Un important seul juge de paix pour ces entreprises réside dans les rachats industries. Autrement dit, ces sociétés commencent à avoir de la valeur lorsqu’un grand laboratoire décide de s’en emparer pour compléter sa gamme de molécules.
Or, les biotechs françaises cotées à Paris n’ont fait l’objet de quasiment aucun rachat industriel depuis 15 ans, ce qui n’a pas été le cas en Belgique ou aux Etats-Unis.
La dernière grande opération a été le rachat par Serono de Genset en juin 2002. Ensuite deux autres très petites opérations ont eu lieu sur Ipsogen par Qiagen et Novagali par Santen.

Nous évitons aussi les valeurs très domestiques, trop dépendantes de la santé du consommateur français.

Quels principaux risques surveillez-vous pour l’heure ?
Il faudra veiller effectivement à ce que les flux ne conduisent pas le marché des petites et moyennes valeurs à atteindre un niveau de valorisation déconnecté de la réalité. Aujourd’hui je ne pense pas que la hausse constatée soit liée à l’anticipation de la mise en œuvre du dispositif fiscal dès lors que pour le moment, il n’est pas possible d’ouvrir de PEA PME. Les beaux parcours enregistrés sont davantage le reflet des belles histoires racontées par ces sociétés.

Une expansion des multiples excessive vous parait limitée cette année ?
Le fait que la Fed initie une diminution de ses achats de titres doit être perçu comme une bonne nouvelle de nature à relever les taux d’intérêt à un niveau plus rationnel et à atténuer l’arbitrage forcé vers les actions et donc à limiter le risque d’une expansion des multiples excessive.

Que pensez-vous du risque de change ?
Ce risque peut m’inquiéter sur les grandes valeurs très présentes dans les grands pays émergents.
Les plus petites valeurs ont aussi une exposition par les exportations mais le poids des émergents n’est pas aussi important.

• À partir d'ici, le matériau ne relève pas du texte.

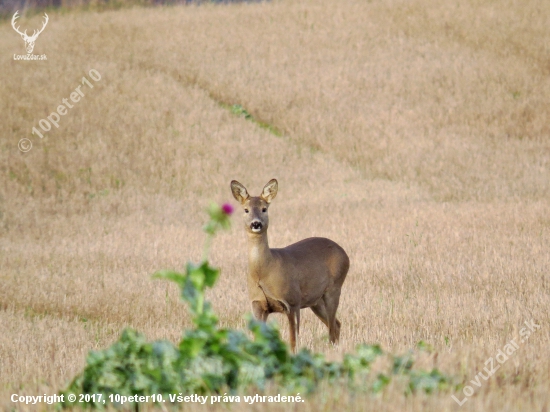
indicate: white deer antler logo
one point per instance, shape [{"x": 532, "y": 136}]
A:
[{"x": 29, "y": 40}]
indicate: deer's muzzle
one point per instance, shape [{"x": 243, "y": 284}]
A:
[{"x": 256, "y": 226}]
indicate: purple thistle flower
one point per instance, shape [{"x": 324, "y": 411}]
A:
[{"x": 227, "y": 208}]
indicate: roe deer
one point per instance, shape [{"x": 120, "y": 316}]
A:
[{"x": 306, "y": 274}]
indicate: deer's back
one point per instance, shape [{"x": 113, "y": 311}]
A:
[{"x": 317, "y": 254}]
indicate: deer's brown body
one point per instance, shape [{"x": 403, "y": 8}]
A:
[{"x": 306, "y": 274}]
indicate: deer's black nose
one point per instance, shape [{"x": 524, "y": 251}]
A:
[{"x": 256, "y": 225}]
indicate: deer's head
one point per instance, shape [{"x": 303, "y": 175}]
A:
[
  {"x": 29, "y": 40},
  {"x": 255, "y": 208}
]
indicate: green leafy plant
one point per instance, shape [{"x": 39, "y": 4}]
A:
[{"x": 211, "y": 360}]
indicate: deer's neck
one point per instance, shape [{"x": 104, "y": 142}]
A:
[{"x": 259, "y": 254}]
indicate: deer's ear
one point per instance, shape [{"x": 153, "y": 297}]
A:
[
  {"x": 239, "y": 191},
  {"x": 270, "y": 191}
]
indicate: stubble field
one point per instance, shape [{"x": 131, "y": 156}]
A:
[{"x": 416, "y": 134}]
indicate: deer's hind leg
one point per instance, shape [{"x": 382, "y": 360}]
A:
[
  {"x": 260, "y": 310},
  {"x": 331, "y": 300},
  {"x": 294, "y": 323}
]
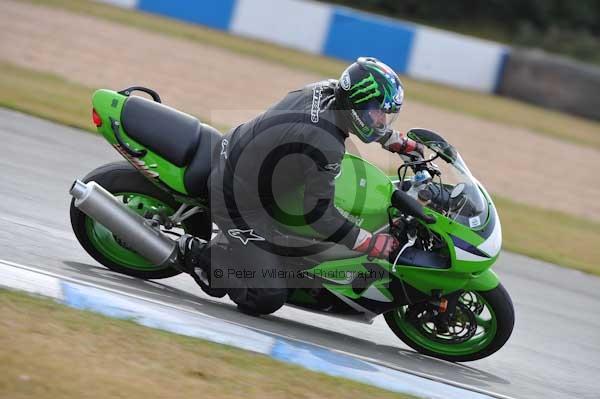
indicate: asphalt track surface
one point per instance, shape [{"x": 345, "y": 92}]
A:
[{"x": 555, "y": 347}]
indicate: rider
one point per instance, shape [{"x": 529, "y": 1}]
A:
[{"x": 299, "y": 141}]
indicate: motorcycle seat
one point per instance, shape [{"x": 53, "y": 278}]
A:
[
  {"x": 169, "y": 133},
  {"x": 178, "y": 137}
]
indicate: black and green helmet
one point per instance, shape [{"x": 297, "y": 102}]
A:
[{"x": 370, "y": 95}]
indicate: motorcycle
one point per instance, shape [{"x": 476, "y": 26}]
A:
[{"x": 437, "y": 292}]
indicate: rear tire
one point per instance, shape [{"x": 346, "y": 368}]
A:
[
  {"x": 500, "y": 329},
  {"x": 121, "y": 177}
]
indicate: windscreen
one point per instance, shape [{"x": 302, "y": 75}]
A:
[{"x": 455, "y": 193}]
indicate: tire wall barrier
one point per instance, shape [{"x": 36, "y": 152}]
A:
[{"x": 411, "y": 49}]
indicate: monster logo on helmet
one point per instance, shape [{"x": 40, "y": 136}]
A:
[{"x": 370, "y": 96}]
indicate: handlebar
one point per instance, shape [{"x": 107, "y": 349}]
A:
[
  {"x": 409, "y": 205},
  {"x": 152, "y": 93}
]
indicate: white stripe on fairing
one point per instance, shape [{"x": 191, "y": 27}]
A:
[
  {"x": 492, "y": 245},
  {"x": 121, "y": 3},
  {"x": 375, "y": 294},
  {"x": 29, "y": 281},
  {"x": 461, "y": 254}
]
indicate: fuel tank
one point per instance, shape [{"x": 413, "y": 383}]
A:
[{"x": 362, "y": 195}]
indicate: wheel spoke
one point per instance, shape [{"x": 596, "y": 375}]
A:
[{"x": 484, "y": 323}]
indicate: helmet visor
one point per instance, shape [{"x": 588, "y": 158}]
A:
[{"x": 378, "y": 120}]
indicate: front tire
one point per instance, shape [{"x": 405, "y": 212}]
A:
[
  {"x": 140, "y": 195},
  {"x": 491, "y": 313}
]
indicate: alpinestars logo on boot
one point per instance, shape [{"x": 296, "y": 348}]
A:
[{"x": 245, "y": 235}]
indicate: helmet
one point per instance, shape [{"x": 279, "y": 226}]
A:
[{"x": 369, "y": 96}]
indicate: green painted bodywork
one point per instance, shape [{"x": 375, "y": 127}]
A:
[
  {"x": 362, "y": 194},
  {"x": 109, "y": 104}
]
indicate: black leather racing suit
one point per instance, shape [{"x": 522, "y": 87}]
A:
[{"x": 295, "y": 143}]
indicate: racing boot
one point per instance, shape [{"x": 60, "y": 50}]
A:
[{"x": 195, "y": 260}]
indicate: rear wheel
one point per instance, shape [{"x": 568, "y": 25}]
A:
[
  {"x": 482, "y": 323},
  {"x": 137, "y": 193}
]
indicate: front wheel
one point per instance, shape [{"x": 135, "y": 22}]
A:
[
  {"x": 137, "y": 193},
  {"x": 482, "y": 323}
]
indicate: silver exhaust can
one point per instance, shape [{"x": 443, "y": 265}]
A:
[{"x": 93, "y": 200}]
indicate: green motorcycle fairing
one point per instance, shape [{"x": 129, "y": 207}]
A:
[
  {"x": 108, "y": 104},
  {"x": 362, "y": 195}
]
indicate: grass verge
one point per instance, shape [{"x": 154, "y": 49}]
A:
[
  {"x": 552, "y": 236},
  {"x": 549, "y": 235},
  {"x": 52, "y": 351},
  {"x": 494, "y": 108}
]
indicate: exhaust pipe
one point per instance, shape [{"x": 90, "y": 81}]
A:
[{"x": 93, "y": 200}]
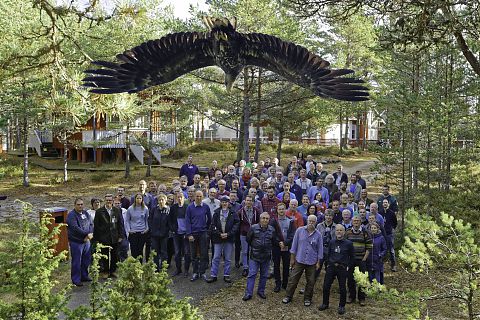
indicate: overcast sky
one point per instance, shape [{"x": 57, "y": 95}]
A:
[{"x": 181, "y": 6}]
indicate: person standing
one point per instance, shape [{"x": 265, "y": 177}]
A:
[
  {"x": 124, "y": 246},
  {"x": 286, "y": 231},
  {"x": 79, "y": 233},
  {"x": 249, "y": 215},
  {"x": 306, "y": 255},
  {"x": 189, "y": 170},
  {"x": 340, "y": 258},
  {"x": 224, "y": 227},
  {"x": 197, "y": 222},
  {"x": 182, "y": 246},
  {"x": 108, "y": 231},
  {"x": 362, "y": 243},
  {"x": 137, "y": 222},
  {"x": 159, "y": 224},
  {"x": 260, "y": 238},
  {"x": 390, "y": 225}
]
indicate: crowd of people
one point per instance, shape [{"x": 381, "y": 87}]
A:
[{"x": 300, "y": 218}]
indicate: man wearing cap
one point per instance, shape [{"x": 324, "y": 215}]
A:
[
  {"x": 260, "y": 238},
  {"x": 80, "y": 232},
  {"x": 225, "y": 224}
]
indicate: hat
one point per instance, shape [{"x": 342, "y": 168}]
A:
[{"x": 225, "y": 198}]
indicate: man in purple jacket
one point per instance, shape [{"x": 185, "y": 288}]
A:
[
  {"x": 80, "y": 232},
  {"x": 189, "y": 170},
  {"x": 197, "y": 221}
]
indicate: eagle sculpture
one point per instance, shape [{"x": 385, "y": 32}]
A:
[{"x": 163, "y": 60}]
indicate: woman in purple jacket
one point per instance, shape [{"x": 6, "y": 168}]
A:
[{"x": 379, "y": 250}]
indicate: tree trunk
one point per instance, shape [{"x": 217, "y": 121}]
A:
[
  {"x": 26, "y": 180},
  {"x": 346, "y": 133},
  {"x": 127, "y": 151},
  {"x": 246, "y": 115},
  {"x": 357, "y": 129},
  {"x": 279, "y": 146},
  {"x": 240, "y": 139},
  {"x": 259, "y": 112},
  {"x": 364, "y": 131},
  {"x": 65, "y": 158},
  {"x": 150, "y": 136},
  {"x": 341, "y": 135},
  {"x": 18, "y": 140}
]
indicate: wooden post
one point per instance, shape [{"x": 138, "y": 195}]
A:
[
  {"x": 99, "y": 152},
  {"x": 84, "y": 155}
]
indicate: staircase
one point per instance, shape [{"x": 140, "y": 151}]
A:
[{"x": 48, "y": 151}]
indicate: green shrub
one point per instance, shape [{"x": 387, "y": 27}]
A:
[{"x": 100, "y": 177}]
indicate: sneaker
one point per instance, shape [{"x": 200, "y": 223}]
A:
[
  {"x": 246, "y": 297},
  {"x": 323, "y": 307},
  {"x": 194, "y": 277},
  {"x": 287, "y": 300}
]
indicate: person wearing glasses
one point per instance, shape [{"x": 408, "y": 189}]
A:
[
  {"x": 260, "y": 239},
  {"x": 109, "y": 231},
  {"x": 79, "y": 232}
]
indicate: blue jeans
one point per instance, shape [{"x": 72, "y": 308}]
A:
[
  {"x": 123, "y": 249},
  {"x": 81, "y": 258},
  {"x": 182, "y": 250},
  {"x": 391, "y": 247},
  {"x": 199, "y": 252},
  {"x": 254, "y": 266},
  {"x": 375, "y": 274},
  {"x": 243, "y": 240},
  {"x": 159, "y": 245},
  {"x": 226, "y": 248}
]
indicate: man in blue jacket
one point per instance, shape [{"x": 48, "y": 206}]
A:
[
  {"x": 197, "y": 222},
  {"x": 260, "y": 239},
  {"x": 80, "y": 232},
  {"x": 224, "y": 227}
]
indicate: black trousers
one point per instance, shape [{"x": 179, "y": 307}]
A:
[
  {"x": 108, "y": 264},
  {"x": 137, "y": 242},
  {"x": 159, "y": 245},
  {"x": 278, "y": 255},
  {"x": 238, "y": 248},
  {"x": 182, "y": 250},
  {"x": 332, "y": 272},
  {"x": 352, "y": 286}
]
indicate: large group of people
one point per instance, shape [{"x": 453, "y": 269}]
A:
[{"x": 299, "y": 217}]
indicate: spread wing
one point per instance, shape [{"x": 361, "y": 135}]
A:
[
  {"x": 302, "y": 67},
  {"x": 151, "y": 63}
]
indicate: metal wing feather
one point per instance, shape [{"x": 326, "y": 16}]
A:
[
  {"x": 151, "y": 63},
  {"x": 302, "y": 67}
]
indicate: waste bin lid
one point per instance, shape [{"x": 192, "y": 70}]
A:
[{"x": 53, "y": 210}]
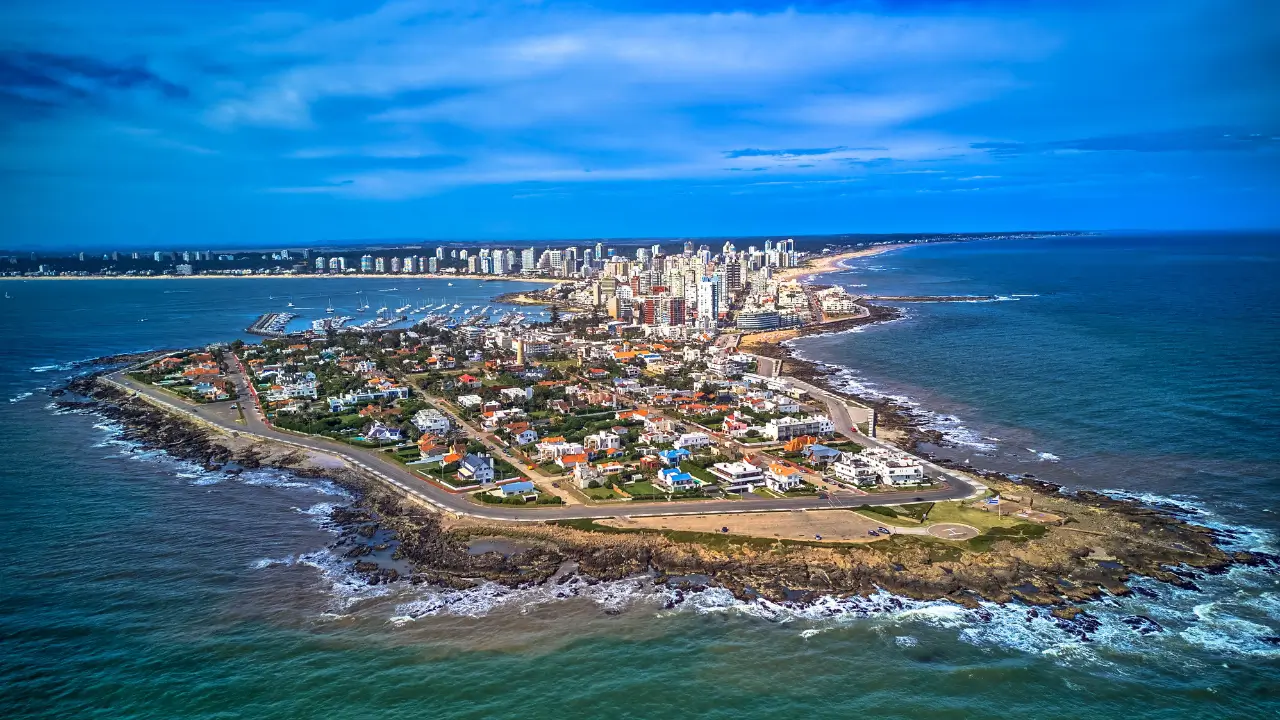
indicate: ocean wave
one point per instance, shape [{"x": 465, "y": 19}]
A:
[
  {"x": 480, "y": 601},
  {"x": 1191, "y": 509},
  {"x": 344, "y": 588},
  {"x": 59, "y": 367},
  {"x": 951, "y": 427}
]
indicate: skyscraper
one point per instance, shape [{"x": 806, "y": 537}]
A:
[{"x": 708, "y": 304}]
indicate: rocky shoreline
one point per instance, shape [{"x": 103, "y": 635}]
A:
[{"x": 1104, "y": 543}]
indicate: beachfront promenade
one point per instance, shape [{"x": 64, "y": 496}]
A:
[{"x": 376, "y": 465}]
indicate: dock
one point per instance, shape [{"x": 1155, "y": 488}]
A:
[{"x": 270, "y": 324}]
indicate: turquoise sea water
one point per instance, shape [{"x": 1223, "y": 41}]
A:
[{"x": 138, "y": 587}]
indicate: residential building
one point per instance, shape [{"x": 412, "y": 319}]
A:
[
  {"x": 782, "y": 478},
  {"x": 787, "y": 428},
  {"x": 737, "y": 477},
  {"x": 673, "y": 479},
  {"x": 476, "y": 469},
  {"x": 432, "y": 420},
  {"x": 693, "y": 440}
]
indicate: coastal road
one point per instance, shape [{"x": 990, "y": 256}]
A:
[{"x": 398, "y": 477}]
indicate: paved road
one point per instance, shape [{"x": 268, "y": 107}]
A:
[{"x": 224, "y": 417}]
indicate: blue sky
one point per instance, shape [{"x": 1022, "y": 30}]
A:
[{"x": 257, "y": 122}]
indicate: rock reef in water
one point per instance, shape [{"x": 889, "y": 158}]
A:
[{"x": 1101, "y": 545}]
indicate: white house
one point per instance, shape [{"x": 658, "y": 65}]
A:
[
  {"x": 737, "y": 477},
  {"x": 854, "y": 469},
  {"x": 693, "y": 440},
  {"x": 673, "y": 479},
  {"x": 476, "y": 469},
  {"x": 379, "y": 432},
  {"x": 787, "y": 428},
  {"x": 894, "y": 468},
  {"x": 603, "y": 440},
  {"x": 432, "y": 420},
  {"x": 516, "y": 393},
  {"x": 584, "y": 474},
  {"x": 782, "y": 478}
]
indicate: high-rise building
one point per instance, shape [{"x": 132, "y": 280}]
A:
[{"x": 732, "y": 274}]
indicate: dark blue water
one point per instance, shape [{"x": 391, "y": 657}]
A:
[
  {"x": 1144, "y": 363},
  {"x": 140, "y": 587}
]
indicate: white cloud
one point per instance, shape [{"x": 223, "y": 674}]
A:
[{"x": 626, "y": 95}]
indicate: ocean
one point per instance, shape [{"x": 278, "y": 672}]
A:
[{"x": 137, "y": 586}]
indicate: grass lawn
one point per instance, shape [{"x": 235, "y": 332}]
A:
[
  {"x": 600, "y": 493},
  {"x": 700, "y": 473},
  {"x": 981, "y": 519},
  {"x": 641, "y": 487}
]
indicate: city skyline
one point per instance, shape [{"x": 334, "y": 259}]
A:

Selon vous un dernier risque franco français est celui de la fiscalité ?
Si la politique fiscale devait être demain excessivement décorrélée de la politique menée dans les pays des alentours, les actions françaises seront mises sous pression.
Le dernier discours du chef de l’Etat a été accueilli par beaucoup de dirigeants positivement mais un doute persiste sur le financement des mesures. Leur pérennité à moyen terme n’est pas assurée.

C’est d’ailleurs ce qui explique que jusqu’à présent les entreprises françaises ne souhaitent pas accroitre leurs investissements dans du nouveau matériel et de nouvelles ressources humaines malgré un surplus du chiffre d’affaires.